先程の友莉の言葉に、フランクと共にホテルに行きエクトルと会って欲しい旨の含意を感じたが、それを今日実行に移すのは無理そうだった。
「すみません。今日はもう外出できないので、明日また連絡しますとエクトルさんにお伝えしてもらっても良いですか?」
そう言って羽琉がフランクの方に視線を戻すと、フランクは先程手渡されたスマホの画面に視線を落としていた。そしてスマホ画面を見つめながら、「外出の許可が取れれば、今日エクトルに会ってもらうことは出来ますか?」と訊ねてくる。
「え?」
「私がきちんとお送りしますので、笹原さんに許可をもらっても良いですか?」
「……」
性急な気がした羽琉が怪訝気にフランクを見つめていると、苦笑したフランクがスマホ画面を羽琉に向けた。
「友莉がそうしろと」
スマホにはメールの画面が映し出されており、そこに『エクトルが心配なら今日中にお願い』と記されていた。

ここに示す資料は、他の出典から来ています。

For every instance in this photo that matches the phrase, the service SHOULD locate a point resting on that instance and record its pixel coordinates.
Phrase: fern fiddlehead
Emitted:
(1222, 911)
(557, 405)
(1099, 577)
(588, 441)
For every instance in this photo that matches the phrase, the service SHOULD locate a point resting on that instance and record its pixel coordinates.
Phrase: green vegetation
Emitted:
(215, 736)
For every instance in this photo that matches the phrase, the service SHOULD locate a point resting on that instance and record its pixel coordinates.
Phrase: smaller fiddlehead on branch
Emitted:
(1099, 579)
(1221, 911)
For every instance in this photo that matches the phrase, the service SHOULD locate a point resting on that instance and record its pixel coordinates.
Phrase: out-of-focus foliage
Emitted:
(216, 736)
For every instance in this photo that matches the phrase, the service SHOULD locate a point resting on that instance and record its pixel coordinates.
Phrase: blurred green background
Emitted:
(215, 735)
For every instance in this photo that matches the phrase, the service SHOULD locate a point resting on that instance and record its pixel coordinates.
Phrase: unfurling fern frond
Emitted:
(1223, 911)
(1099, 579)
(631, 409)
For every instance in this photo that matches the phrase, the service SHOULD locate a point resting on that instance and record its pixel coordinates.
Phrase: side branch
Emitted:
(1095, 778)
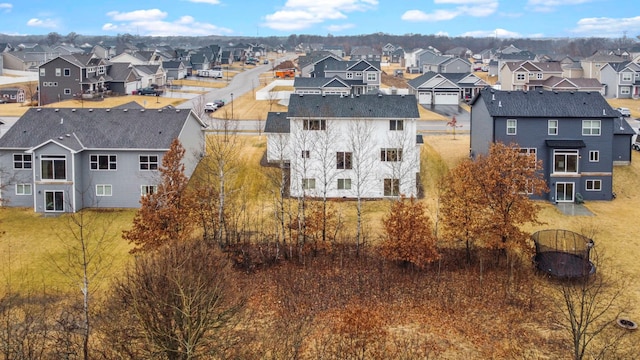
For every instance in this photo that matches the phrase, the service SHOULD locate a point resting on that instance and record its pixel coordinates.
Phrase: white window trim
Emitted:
(593, 182)
(104, 187)
(515, 127)
(24, 186)
(549, 127)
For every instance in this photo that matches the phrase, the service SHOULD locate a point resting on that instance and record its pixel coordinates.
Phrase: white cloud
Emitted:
(607, 27)
(500, 33)
(45, 23)
(474, 8)
(338, 28)
(212, 2)
(152, 23)
(138, 15)
(551, 5)
(302, 14)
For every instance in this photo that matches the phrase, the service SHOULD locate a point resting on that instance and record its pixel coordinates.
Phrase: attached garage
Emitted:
(446, 98)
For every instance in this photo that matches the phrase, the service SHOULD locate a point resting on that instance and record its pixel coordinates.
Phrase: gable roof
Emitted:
(541, 103)
(80, 129)
(370, 106)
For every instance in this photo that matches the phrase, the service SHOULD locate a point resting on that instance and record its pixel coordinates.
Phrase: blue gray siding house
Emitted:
(577, 135)
(63, 160)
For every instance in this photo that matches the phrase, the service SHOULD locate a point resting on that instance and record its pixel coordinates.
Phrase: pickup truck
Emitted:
(149, 91)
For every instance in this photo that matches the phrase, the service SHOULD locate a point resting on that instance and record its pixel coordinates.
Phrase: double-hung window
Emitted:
(343, 160)
(22, 161)
(391, 154)
(102, 162)
(565, 161)
(591, 127)
(396, 125)
(552, 127)
(53, 167)
(148, 162)
(512, 126)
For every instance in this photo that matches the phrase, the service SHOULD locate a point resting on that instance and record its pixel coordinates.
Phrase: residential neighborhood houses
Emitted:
(558, 102)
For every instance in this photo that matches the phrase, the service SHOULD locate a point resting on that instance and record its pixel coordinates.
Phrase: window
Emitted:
(390, 154)
(308, 184)
(391, 187)
(53, 167)
(396, 124)
(565, 161)
(53, 201)
(23, 189)
(22, 161)
(315, 124)
(148, 162)
(148, 189)
(552, 127)
(344, 184)
(591, 127)
(103, 190)
(512, 126)
(594, 185)
(343, 160)
(102, 162)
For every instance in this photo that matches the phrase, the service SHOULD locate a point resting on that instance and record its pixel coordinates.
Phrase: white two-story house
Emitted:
(347, 146)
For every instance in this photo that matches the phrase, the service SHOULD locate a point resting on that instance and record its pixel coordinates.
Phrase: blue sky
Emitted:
(478, 18)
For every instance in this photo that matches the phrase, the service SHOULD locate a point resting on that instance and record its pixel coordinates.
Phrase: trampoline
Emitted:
(563, 253)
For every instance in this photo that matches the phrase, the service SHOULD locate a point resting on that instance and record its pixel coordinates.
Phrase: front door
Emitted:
(54, 201)
(564, 191)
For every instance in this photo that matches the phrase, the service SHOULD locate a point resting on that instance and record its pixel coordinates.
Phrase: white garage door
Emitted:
(446, 99)
(424, 97)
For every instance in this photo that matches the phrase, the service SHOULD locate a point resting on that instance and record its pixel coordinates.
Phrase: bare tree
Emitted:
(361, 144)
(88, 246)
(181, 297)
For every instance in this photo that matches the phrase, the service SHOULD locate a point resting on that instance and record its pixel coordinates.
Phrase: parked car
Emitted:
(210, 107)
(624, 112)
(149, 91)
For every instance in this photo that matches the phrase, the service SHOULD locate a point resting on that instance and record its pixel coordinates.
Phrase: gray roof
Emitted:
(368, 106)
(549, 104)
(277, 122)
(96, 128)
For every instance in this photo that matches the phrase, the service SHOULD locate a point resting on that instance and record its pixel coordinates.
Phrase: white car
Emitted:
(624, 112)
(210, 107)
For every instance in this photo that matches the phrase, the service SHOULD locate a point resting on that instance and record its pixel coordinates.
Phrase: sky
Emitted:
(476, 18)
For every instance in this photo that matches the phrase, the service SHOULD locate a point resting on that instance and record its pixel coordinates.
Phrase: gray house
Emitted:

フランクに宛てたのか羽琉に宛てたのかは分からないが、友莉は1人不安がって待っているエクトルのことを察したのかもしれない。
フランクとしても打ちのめされているエクトルの姿を目の当たりにしているので、その状態から一刻も早く解放してあげて欲しいという気持ちはある。
「今まで見たことがないのですよ。エクトルのあんな姿」
肩を落とし、羽琉に避けられていると言ったエクトルの切なげに細められた碧眼の目が少し潤んで見えたのは見間違えではないだろう。
「小田桐さんから嫌われていると思っているので悄然とするのは仕方ないのですが、このままでは今夜控えている会食に支障をきたしかねません。脅しに聴こえるかもしれませんが、私を助けると思って承知してもらえませんか?」
懇願するフランクに困惑したが、羽琉としても嫌われているという誤解を早々に解きたいとは思う。
「では、許可が取れれば……」
「昼食を摂っていて下さい。私が笹原さんに交渉してきます」
羽琉の言葉を最後まで聞く前に、フランクが言葉を被せてきた。そしてそのまま部屋を出ていく。
即行のフランクに一瞬呆気にとられたが、あまり待たせないよう、羽琉は慌てて運ばれた昼食に手を付けた。